Das sind die Nominierten

Die Jurysitzung 2020 für den Medienpreis fand online statt (Quelle: Ralf Krämer)
Die Jurysitzung für den Medienpreis 2020 fand in diesem Jahr online statt (Quelle: Ralf Krämer)
(Duisburg, 29. Juni 2020) Die Nominierten für den 22. Medienpreis „Kinderrechte in der Einen Welt“ stehen fest: Die vierköpfige Jury hat sich für die drei besten Beiträge in den Kategorien Print/Online, TV und Hörfunk entschieden. Bei den nominierten Beiträgen ist vor allem Gewalt gegen Kinder ein Thema, das die Autoren und Autorinnen in verschiedenen Situationen und Kontexten aufgreifen und behandeln. Außerdem erzählen die nominierten Beiträge von weltweiten Problemen wie Kinderarbeit, gefährdeter Gesundheit und einem fehlenden sicheren Zuhause für Kinder.

 

Die Jury-Mitglieder Petra Boberg (hr-iNFO), Steffi Dobmeier (Schwäbische Zeitung), Dr. Helge Fuhst (ARD-aktuell) und Tobias Zick (Süddeutsche Zeitung) haben sich in diesem Jahr aufgrund der Maßnahmen zur Eindämmung des Corona-Virus online getroffen.

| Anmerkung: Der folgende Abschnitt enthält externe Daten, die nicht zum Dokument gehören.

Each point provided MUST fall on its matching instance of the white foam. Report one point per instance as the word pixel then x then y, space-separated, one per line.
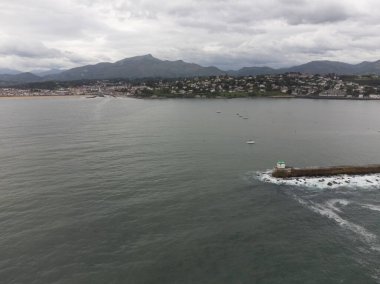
pixel 363 181
pixel 334 203
pixel 371 207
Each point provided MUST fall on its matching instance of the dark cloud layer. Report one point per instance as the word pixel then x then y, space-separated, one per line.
pixel 225 33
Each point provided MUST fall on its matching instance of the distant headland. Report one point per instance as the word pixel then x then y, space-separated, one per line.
pixel 149 77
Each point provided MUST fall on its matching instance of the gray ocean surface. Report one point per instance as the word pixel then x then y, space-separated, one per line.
pixel 113 190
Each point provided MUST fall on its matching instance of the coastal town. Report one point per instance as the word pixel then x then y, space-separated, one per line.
pixel 289 85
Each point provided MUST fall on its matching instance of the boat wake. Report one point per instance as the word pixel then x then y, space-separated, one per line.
pixel 349 197
pixel 331 210
pixel 363 181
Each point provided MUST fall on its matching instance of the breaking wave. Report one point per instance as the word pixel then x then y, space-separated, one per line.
pixel 363 181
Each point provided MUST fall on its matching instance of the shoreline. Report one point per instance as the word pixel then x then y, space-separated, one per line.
pixel 41 97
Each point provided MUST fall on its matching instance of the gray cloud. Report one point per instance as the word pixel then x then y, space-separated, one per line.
pixel 226 33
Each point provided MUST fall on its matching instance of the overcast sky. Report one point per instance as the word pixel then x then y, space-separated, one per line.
pixel 44 34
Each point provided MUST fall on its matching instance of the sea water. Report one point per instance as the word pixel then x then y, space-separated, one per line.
pixel 112 190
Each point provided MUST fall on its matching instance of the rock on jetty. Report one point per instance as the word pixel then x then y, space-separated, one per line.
pixel 290 172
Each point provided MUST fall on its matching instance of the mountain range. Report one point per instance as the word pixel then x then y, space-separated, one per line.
pixel 147 66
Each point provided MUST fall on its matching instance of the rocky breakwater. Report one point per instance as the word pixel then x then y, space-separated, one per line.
pixel 290 172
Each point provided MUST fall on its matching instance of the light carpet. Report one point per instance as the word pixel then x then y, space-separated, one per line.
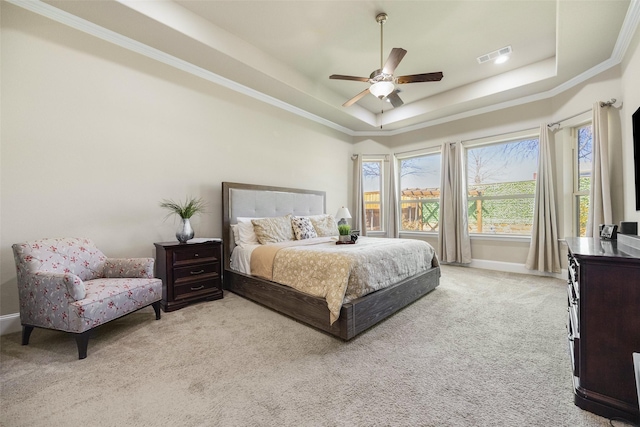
pixel 485 348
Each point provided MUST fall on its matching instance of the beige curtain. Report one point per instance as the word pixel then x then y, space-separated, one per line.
pixel 358 211
pixel 393 229
pixel 454 244
pixel 544 252
pixel 599 195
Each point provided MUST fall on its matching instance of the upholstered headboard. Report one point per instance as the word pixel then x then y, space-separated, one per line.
pixel 259 201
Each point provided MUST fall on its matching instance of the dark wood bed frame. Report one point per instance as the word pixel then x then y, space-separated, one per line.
pixel 355 317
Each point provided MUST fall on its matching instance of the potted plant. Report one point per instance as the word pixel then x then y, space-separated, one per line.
pixel 345 232
pixel 185 211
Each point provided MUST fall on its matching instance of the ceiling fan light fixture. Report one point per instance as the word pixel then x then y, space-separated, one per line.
pixel 501 59
pixel 381 89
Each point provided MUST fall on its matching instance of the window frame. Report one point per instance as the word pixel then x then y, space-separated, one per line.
pixel 576 193
pixel 496 140
pixel 431 151
pixel 383 160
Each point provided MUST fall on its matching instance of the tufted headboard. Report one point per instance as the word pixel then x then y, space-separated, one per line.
pixel 259 201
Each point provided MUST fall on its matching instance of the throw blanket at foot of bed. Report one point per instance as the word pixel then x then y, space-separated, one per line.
pixel 341 273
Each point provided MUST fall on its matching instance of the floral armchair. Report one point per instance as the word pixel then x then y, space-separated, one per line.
pixel 67 284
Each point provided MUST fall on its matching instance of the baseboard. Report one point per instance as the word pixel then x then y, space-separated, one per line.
pixel 513 268
pixel 10 323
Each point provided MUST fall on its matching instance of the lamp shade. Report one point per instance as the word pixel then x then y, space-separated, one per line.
pixel 343 213
pixel 381 89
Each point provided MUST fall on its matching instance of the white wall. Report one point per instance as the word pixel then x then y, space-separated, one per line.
pixel 94 136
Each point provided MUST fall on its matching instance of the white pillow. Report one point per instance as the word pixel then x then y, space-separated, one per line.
pixel 245 232
pixel 236 233
pixel 325 225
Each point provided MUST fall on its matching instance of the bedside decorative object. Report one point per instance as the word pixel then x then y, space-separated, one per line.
pixel 190 272
pixel 186 210
pixel 343 214
pixel 345 232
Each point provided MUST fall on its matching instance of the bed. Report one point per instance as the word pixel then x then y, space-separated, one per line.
pixel 355 316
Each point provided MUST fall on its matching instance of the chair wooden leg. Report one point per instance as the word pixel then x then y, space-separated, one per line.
pixel 82 340
pixel 26 333
pixel 156 307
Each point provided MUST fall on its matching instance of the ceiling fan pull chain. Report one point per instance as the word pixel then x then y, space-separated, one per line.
pixel 381 42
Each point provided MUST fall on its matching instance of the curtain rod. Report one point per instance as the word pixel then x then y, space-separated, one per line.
pixel 603 104
pixel 500 134
pixel 418 150
pixel 355 156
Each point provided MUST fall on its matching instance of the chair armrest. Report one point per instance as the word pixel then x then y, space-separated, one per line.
pixel 54 282
pixel 141 268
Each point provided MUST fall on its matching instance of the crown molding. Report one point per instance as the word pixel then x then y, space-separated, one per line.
pixel 627 31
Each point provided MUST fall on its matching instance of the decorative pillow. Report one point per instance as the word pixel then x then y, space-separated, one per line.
pixel 302 228
pixel 273 230
pixel 325 225
pixel 246 234
pixel 236 233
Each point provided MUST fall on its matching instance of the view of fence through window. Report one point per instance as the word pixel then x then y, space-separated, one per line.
pixel 372 185
pixel 420 193
pixel 501 182
pixel 584 159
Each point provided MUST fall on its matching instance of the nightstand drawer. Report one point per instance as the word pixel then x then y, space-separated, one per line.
pixel 188 255
pixel 196 272
pixel 187 290
pixel 190 272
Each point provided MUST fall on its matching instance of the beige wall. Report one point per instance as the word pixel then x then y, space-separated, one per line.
pixel 602 87
pixel 94 136
pixel 631 98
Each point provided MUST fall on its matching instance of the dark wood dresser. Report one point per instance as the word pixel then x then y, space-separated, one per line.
pixel 190 272
pixel 604 325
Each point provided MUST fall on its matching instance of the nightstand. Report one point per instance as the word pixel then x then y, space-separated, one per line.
pixel 190 272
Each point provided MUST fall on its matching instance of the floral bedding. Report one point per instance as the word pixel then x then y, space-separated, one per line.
pixel 341 273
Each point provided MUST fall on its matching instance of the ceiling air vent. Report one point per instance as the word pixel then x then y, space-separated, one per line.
pixel 493 55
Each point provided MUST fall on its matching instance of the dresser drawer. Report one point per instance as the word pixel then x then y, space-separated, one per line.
pixel 193 288
pixel 191 254
pixel 190 272
pixel 193 272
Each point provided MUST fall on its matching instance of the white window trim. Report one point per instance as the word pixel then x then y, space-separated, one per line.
pixel 495 140
pixel 410 155
pixel 384 183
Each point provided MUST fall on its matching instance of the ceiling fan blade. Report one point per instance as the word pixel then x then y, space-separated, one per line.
pixel 356 98
pixel 394 98
pixel 341 77
pixel 396 55
pixel 417 78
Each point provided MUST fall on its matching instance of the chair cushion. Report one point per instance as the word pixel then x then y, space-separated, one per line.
pixel 61 255
pixel 108 299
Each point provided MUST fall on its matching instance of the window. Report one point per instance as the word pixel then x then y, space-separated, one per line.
pixel 420 193
pixel 501 182
pixel 583 158
pixel 372 171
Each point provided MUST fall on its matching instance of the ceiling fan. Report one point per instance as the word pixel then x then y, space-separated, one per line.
pixel 382 81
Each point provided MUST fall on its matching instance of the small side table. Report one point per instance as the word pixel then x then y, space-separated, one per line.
pixel 190 272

Am Ende der mehrstündigen Jury-Sitzung haben sie aus knapp 60 Einreichungen die neun besten nominiert:

In der Kategorie Print/Online:

  • Jonas Breng mit „Doktor Gammel holt ein Kind“, Stern
  • Dominik Stawski und Felix Schröder mit „Weiterleben“, Stern
  • Jan Rübel und Sascha Montag mit „Ein verwundetes Leben“, Stern

In der Kategorie Hörfunk:

  • Petra Sorge mit „Blei-Recycling in Nigeria – tödliches Geschäft mit alten Batterien“, Deutschlandfunk Kultur
  • Dorothea Brummerloh mit „Wohnung verzweifelt gesucht – obdachlos mit Kind“, Deutschlandfunk Kultur
  • Andreas Boueke mit „Zuhause gibt es keine Zukunft – jugendliche Landarbeiter in Guatemala“, Rundfunk Berlin Brandenburg

In der Kategorie TV:

  • Sam Collyns und Ramita Navai mit NDR Beitrag: „Der UN-Sexskandal – wenn Helfer zu Tätern werden, Arte
  • Detlef Schwarzer mit ZDF zoom: „Heimkinder wider Willen – Jugendämter unter Druck?“, ZDF
  • Stefan Eberlein mit Story im Ersten: „Kein Geld für kranke Kinder“, BR

Unter der Schirmherrschaft von Christina Rau vergibt die Kindernothilfe den Medienpreis „Kinderrechte in der Einen Welt“ bereits seit 1999. Ausgezeichnet werden Beiträge, die in herausragender Weise auf die Kinderrechte und die Situation von Kindern in der Welt aufmerksam machen. Jeder Preis ist mit 2.500 Euro dotiert, die der Kindernothilfe von der Apothekerkammer Westfalen-Lippe zur Verfügung gestellt werden

Seit 2012 gibt es eine separate Kinderjury, die in einer vierten Kategorie einen journalistischen Gewinnerbeitrag wählt, der sich an ihre Zielgruppe richtet. Die Jungen und Mädchen werden im August über ihren Gewinner entscheiden.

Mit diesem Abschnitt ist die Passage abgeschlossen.